Given the heterogeneity of populations and their specific needs, chemotherapy toxicity tools may not be applicable to different cancer patient populations. As we adopt the tools above into clinical practice, we must also confirm the validity in various populations across the world. Depending on the special needs of a community (i.e., resources in developed versus developing countries), tools specific to a community may need to be developed and validated.

In view of the unique needs of each cancer type, the development of chemotherapy toxicity tools specifically tailored towards disease types are necessary, especially in disease types where there is an overlap in symptoms from the advanced disease and geriatric syndromes (i.e., cancer cachexia and nutritional status in GI cancers).
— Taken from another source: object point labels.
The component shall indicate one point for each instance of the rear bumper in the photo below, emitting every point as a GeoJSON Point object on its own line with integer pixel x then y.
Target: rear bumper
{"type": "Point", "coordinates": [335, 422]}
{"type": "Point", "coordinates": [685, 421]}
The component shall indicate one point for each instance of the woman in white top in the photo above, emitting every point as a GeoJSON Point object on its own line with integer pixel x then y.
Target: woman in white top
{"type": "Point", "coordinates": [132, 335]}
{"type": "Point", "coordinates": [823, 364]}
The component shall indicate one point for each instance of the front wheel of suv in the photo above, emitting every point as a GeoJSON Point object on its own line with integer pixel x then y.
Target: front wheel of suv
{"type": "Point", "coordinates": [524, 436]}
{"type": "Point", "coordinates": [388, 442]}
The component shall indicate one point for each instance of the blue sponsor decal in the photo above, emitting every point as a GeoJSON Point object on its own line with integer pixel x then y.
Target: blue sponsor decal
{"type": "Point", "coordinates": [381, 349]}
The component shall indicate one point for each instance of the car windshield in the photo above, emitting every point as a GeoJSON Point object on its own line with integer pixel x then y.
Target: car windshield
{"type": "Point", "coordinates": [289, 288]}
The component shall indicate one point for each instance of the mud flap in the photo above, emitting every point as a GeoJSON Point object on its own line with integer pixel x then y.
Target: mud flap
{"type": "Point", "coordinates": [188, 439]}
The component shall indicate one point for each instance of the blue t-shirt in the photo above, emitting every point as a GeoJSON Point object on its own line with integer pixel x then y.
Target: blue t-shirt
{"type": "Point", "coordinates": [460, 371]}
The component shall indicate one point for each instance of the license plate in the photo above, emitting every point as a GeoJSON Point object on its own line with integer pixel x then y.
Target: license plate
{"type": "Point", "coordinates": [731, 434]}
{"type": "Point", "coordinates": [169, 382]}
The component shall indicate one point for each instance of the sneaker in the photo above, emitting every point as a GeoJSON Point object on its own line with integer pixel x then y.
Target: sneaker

Further, these toxicity tools are limited to patients receiving chemotherapy. With the advancement of drug development beyond chemotherapy to targeted therapies and immunotherapy, tools predicting specific toxicities to these agents should be developed and studied in older adults with cancer. We need more studies, like the PANDA study [8], that incorporate these tools into prospective cancer treatment clinical trials.

Additionally, in real world practice, balancing the risk/benefit of toxicity in the curative setting for early-stage disease can pose a key challenge than in the palliative care setting. Tools like the CARG-BC in early-stage breast cancer can help to assist with decision-making specific to this population. This newer chemotherapy toxicity tool serves as an example of how we should explore similar tools in other early-stage cancers.

Further, given current time and resource constraints, it may be challenging to optimize resources to utilize chemotherapy toxicity tools in daily practice. Whether we should use these tools routinely for every patient or only when we are considering a specific patient population (i.e., focusing on vulnerable versus all older adults) can be personalized to each practice depending on the availability of resources. In some settings, training other members of the health care team beyond the physician can be essential for incorporating these tools into a clinical practice.

6. Conclusion

For prediction of severe chemotherapy toxicity, these tools are important resources to incorporate into the care of older adults with cancer. Given drug development has moved beyond chemotherapy with newer agents, the scope of the current tools is limited to those receiving chemotherapy at this time. Therefore, further research is necessary to predict toxicities from newer agents, and therefore, develop interventions to prevent or lessen toxicities.